Therefore, they fail to provide a basis for disturbing the initial decision. 7 See
Shannon v. Department of Veterans Affairs, 121 M.S.P.R. 221, ¶ 13 (2014)
(finding that an appellant’s mere disagreement with the administrative judge’s
findings is insufficient to disturb the initial decision); Brown v. Department of the
Interior, 121 M.S.P.R.     205,   ¶ 29   (2014)   (same);   Crosby v.   U.S.   Postal
Service, 74 M.S.P.R. 98, 106 (1997) (finding no reason to disturb the
administrative judge’s findings where she considered the evidence as a whole,
drew appropriate inferences, and made reasoned conclusions).

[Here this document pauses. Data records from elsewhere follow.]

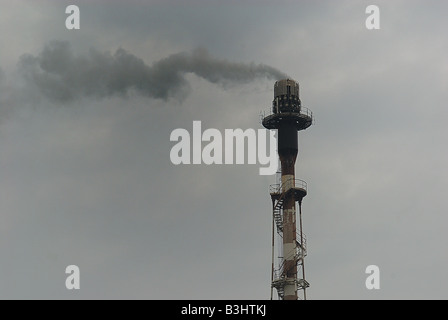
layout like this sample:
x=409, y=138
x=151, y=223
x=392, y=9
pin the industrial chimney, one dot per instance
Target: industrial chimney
x=288, y=116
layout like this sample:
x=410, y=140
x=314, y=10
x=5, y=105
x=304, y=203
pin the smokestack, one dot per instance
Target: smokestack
x=288, y=116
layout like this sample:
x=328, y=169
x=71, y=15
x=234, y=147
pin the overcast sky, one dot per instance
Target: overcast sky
x=85, y=170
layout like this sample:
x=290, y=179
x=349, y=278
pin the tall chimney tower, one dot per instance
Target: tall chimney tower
x=288, y=116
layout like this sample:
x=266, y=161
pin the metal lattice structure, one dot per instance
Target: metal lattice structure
x=288, y=116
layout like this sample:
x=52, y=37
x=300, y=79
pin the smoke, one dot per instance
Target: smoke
x=60, y=75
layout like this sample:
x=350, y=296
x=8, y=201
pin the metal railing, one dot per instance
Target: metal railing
x=277, y=187
x=303, y=111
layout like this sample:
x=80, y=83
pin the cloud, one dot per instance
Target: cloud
x=61, y=76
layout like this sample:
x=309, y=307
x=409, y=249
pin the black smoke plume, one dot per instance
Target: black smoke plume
x=63, y=76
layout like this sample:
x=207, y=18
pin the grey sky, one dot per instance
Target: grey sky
x=88, y=181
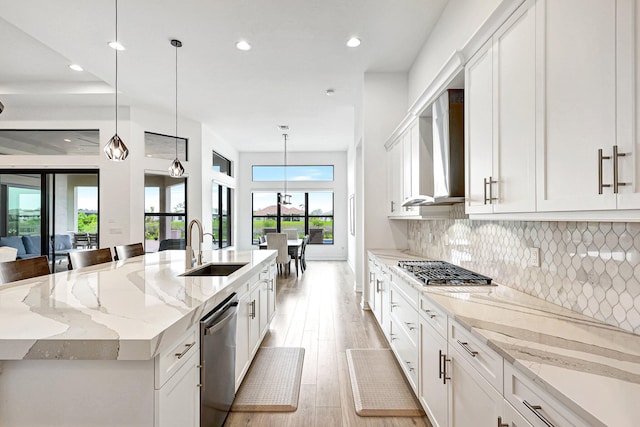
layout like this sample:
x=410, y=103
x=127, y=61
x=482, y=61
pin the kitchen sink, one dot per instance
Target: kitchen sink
x=214, y=270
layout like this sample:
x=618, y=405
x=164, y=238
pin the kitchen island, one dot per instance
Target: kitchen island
x=528, y=359
x=100, y=345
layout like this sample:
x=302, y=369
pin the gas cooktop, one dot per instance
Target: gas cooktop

                NOTICE TO THE APPELLANT REGARDING
                   YOUR FURTHER REVIEW RIGHTS
     You have the right to request review of this final decision by the U.S. Court
of Appeals for the Federal Circuit. You must submit your request to the court at
the following address:
                          United States Court of Appeals
                              for the Federal Circuit
                            717 Madison Place, N.W.
                             Washington, DC 20439

The court must receive your request for review no later than 60 calendar days
after the date of this order. See 5 U.S.C. § 7703(b)(1)(A) (as rev. eff. Dec. 27,
2012). If you choose to file, be very careful to file on time. The court has held
that normally it does not have the authority to waive this statutory deadline and



7
  We have further considered the appellant’s arguments on review that his coworkers
made generalized assertions that S.B. treated him unprofessionally and unjustly, and
harassed him in an unspecified manner. RPFR File, Tab 1 at 10-11; RCF, Tab 7 at 20,
24, Tab 9 at 9. We find that such generalized allegations are insufficient to meet the
appellant’s burden of establishing bad faith noncompliance with the reinstatement term
of the settlement agreement. See Timberlake v. U.S. Postal Service, 79 M.S.P.R. 520,
524-25 (1998) (finding that an appellant failed to meet his burden of establishing bad
faith noncompliance with a settlement agreement where he failed to set forth any
specific acts the agency allegedly committed in connection with his claim
of harassment).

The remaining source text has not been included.